I was riding home on the highway last night when our car came to a stop due to traffic from an accident on the highway. Waze had been predicting the time it would take to get home, using crowdsourcing and Google's aggregate traffic data to give a pretty accurate prediction. But in this case when Waze tried to keep us informed, it had no idea.
We came to a stop and the program adjusted its expectations by about 10 minutes, then 20, 30, 40. Soon enough it was expecting a wait of about 90 minutes. This didn't make my fellow passengers very happy—but the program was useless at that point.

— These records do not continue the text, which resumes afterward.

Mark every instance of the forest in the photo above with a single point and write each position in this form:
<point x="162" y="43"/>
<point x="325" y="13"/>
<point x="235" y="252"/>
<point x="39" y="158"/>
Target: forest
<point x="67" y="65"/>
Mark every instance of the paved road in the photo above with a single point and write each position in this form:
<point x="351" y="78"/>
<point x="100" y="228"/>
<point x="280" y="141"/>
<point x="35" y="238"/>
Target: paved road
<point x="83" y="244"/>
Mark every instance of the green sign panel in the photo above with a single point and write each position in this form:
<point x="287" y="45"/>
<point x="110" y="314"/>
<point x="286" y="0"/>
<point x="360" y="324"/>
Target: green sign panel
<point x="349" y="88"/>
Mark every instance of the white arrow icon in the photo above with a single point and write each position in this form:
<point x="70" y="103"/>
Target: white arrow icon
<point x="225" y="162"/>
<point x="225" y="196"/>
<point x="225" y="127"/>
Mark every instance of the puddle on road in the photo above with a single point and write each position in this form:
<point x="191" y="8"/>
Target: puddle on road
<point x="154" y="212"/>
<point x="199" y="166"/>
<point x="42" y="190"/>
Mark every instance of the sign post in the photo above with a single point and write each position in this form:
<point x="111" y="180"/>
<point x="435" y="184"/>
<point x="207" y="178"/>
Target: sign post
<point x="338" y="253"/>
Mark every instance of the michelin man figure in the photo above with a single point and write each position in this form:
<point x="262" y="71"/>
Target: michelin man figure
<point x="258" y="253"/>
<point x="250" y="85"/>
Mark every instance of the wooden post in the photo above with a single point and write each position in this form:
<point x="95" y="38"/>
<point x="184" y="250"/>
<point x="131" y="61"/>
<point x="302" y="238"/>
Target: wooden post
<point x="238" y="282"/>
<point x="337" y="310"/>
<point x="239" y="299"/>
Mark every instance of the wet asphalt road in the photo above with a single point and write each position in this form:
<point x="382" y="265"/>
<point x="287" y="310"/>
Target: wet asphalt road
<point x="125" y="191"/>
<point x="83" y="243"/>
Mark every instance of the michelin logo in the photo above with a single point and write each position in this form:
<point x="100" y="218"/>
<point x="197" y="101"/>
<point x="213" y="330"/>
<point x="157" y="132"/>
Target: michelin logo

Waze had no clue. Waze can't predict the future, it can only make accurate predictions based on aggregated data, not specific answers relating to the prediction. Waze has no idea how long the tow trucks are going to take, what might be holding up the ambulance or the police investigation. Waze is completely in the dark as to what might actually make these cars keep moving.
And yet Waze kept giving predictions. This is a bug. The most accurate prediction in this case is "I have no clue".
As technology becomes "smarter", it encroaches on a concept previously left to the humans: nuance. Software-driven human interfaces need to be able to handle nuance if they are responsible for those kinds of situations. Devs are very familiar with the idea of faking things. We fake progress bars when we don't have any clue how long a thing is going to take—only that it will take a shortish amount of time. We don't always do a great job of informing users when our programs have lost any grounds for predicting an outcome.
When the answer is unknown or nuanced, an assertive "I don't know" beats an inaccurate prediction.